School of Environmental Science and Engineering, Yangzhou University, Yangzhou 225127, Jiangsu, China.
J Hazard Mater. 2023 Oct 5;459:132320. doi: 10.1016/j.jhazmat.2023.132320. Epub 2023 Aug 18.
Root concentration factor (RCF) is a significant parameter to characterize uptake and accumulation of hazardous organic contaminants (HOCs) by plant roots. However, complex interactions among chemicals, plant roots and soil make it challenging to identify underlying mechanisms of uptake and accumulation of HOCs. Here, nine machine learning techniques were applied to investigate major factors controlling RCF based on variable combinations of molecular descriptors (MD), MACCS fingerprints, quantum chemistry descriptors (QCD) and three physicochemical properties related to chemical-soil-plant system. Compared to models with variables including MACCS fingerprints or solitary physicochemical properties, the XGBoost-6 model developed by the variable combination of MD, QCD and three physicochemical properties achieved the most remarkable performance, with R of 0.977. Model interpretation achieved by permutation variable importance and partial dependence plots revealed the vital importance of HOCs lipophilicity, lipid content of plant roots, soil organic matter content, the overall deformability and the molecular dispersive ability of HOCs for regulating RCF. The integration of MD and QCD with physicochemical properties could improve our knowledge of underlying mechanisms regarding HOCs accumulation in plant roots from innovative structural perspectives. Multiple variables combination-oriented performance improvement of model can be extended to other parameters prediction in environmental risk assessment field.

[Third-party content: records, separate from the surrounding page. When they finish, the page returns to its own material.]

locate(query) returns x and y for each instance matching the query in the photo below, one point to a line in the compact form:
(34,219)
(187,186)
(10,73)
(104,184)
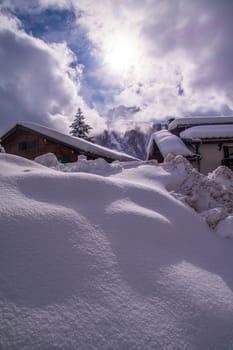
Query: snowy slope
(108,261)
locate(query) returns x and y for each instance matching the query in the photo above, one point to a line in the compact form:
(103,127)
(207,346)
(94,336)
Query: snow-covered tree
(79,127)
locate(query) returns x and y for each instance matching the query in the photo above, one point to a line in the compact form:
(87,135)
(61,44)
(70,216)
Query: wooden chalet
(30,140)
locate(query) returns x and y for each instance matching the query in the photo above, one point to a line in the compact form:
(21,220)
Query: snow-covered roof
(208,132)
(169,143)
(199,120)
(76,142)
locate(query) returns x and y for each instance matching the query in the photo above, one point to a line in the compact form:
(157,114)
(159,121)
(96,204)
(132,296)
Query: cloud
(182,58)
(40,82)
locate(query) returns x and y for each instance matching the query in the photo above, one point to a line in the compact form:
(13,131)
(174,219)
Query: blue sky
(169,58)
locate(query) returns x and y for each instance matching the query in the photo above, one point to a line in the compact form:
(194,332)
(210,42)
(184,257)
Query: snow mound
(225,227)
(94,262)
(211,196)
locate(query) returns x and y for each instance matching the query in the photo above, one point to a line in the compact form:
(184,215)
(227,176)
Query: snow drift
(108,262)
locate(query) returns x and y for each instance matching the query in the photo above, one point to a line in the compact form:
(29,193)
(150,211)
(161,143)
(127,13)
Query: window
(23,146)
(64,159)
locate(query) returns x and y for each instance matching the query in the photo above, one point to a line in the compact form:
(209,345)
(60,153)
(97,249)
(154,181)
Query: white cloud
(38,82)
(180,55)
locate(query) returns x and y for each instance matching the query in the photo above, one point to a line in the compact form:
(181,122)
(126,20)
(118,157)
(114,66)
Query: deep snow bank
(93,262)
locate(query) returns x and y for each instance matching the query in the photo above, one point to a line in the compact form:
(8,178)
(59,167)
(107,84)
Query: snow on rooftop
(168,143)
(199,120)
(77,142)
(208,132)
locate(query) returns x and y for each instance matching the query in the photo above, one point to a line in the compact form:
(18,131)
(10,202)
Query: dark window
(22,146)
(31,144)
(64,159)
(27,145)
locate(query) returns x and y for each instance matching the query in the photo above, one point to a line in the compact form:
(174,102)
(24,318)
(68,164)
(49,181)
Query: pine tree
(79,128)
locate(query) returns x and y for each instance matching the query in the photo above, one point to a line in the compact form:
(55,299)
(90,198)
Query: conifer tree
(79,128)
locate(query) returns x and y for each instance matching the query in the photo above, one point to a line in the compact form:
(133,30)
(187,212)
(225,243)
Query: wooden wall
(36,145)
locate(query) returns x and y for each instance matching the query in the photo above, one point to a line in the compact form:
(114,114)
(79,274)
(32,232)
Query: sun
(122,55)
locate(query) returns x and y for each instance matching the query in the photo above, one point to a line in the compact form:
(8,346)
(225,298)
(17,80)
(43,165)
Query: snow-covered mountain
(125,132)
(132,142)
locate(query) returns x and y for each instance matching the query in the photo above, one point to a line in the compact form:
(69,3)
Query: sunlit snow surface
(109,260)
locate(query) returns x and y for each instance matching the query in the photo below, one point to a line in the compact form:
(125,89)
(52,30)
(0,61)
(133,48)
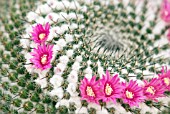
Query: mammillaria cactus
(76,56)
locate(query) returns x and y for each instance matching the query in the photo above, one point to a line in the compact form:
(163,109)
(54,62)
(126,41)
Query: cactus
(89,37)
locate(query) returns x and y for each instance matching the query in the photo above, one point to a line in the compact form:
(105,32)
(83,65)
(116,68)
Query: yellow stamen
(129,94)
(167,81)
(90,92)
(151,90)
(108,89)
(41,36)
(44,59)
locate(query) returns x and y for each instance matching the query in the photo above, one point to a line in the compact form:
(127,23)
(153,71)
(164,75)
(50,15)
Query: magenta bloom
(168,35)
(40,33)
(42,56)
(111,87)
(132,93)
(165,78)
(154,89)
(90,90)
(165,11)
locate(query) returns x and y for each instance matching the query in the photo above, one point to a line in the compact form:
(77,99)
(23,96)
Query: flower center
(167,81)
(151,90)
(129,94)
(108,89)
(44,59)
(90,92)
(41,36)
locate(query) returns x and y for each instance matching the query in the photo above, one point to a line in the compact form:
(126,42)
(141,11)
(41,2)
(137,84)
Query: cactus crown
(88,38)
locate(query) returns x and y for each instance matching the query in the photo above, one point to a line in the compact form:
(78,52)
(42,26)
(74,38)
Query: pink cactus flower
(90,90)
(111,87)
(168,35)
(40,33)
(153,89)
(165,11)
(165,78)
(42,56)
(132,93)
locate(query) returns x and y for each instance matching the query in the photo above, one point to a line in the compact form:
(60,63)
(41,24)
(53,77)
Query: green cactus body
(89,37)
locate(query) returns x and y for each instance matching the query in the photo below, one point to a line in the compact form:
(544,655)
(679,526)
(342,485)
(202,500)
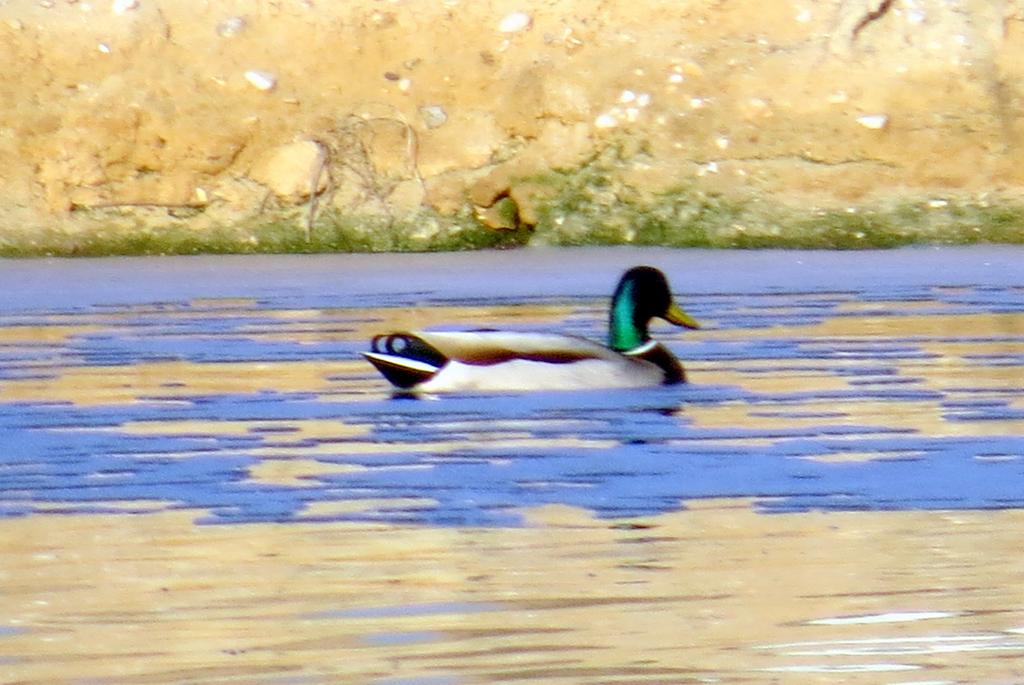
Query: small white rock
(838,97)
(873,122)
(261,80)
(122,6)
(230,27)
(515,23)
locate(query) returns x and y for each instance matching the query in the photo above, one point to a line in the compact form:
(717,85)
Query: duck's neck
(627,330)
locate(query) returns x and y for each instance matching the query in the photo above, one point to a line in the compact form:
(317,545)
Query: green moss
(590,205)
(274,234)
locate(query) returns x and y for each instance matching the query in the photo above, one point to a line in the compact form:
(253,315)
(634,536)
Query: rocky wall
(433,118)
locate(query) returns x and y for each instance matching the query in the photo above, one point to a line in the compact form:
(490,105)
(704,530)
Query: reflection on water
(837,496)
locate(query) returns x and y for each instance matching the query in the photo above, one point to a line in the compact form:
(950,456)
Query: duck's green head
(642,294)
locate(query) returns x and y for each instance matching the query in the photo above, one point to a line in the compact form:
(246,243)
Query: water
(201,481)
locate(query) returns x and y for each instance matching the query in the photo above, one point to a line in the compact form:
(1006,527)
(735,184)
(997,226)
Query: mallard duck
(493,360)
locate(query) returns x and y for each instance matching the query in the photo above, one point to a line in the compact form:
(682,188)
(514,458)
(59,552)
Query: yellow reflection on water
(138,382)
(718,592)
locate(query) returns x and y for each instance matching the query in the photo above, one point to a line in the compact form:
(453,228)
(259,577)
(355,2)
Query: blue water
(483,460)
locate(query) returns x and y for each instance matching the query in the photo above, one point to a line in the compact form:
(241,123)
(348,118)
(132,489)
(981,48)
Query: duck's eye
(396,344)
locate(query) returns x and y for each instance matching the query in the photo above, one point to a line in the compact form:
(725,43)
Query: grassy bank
(585,207)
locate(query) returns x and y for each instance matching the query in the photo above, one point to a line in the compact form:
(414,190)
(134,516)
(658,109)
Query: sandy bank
(153,125)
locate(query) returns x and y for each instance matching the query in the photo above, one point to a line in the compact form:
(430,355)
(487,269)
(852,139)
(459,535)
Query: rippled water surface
(201,480)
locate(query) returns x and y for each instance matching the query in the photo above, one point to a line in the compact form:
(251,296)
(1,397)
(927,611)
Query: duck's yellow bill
(680,317)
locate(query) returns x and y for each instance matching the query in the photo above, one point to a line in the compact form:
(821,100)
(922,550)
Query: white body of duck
(494,360)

根富集因子(RCF)是表征植物根系对有害有机污染物(HOCs)吸收和积累的一个重要参数。然而,化学物质、植物根系和土壤之间复杂的相互作用使得确定HOCs吸收和积累的潜在机制具有挑战性。在此,基于分子描述符(MD)、MACCS指纹、量子化学描述符(QCD)以及与化学-土壤-植物系统相关的三种物理化学性质的变量组合,应用九种机器学习技术来研究控制RCF的主要因素。与包含MACCS指纹或单一物理化学性质变量的模型相比,由MD、QCD和三种物理化学性质的变量组合开发的XGBoost-6模型表现最为出色,R值为0.977。通过排列变量重要性和偏依赖图实现的模型解释揭示了HOCs亲脂性、植物根系脂质含量、土壤有机质含量、HOCs的整体变形能力和分子分散能力对调节RCF的至关重要性。将MD和QCD与物理化学性质相结合,可以从创新的结构角度提高我们对HOCs在植物根系中积累的潜在机制的认识。面向多变量组合的模型性能提升可扩展到环境风险评估领域的其他参数预测。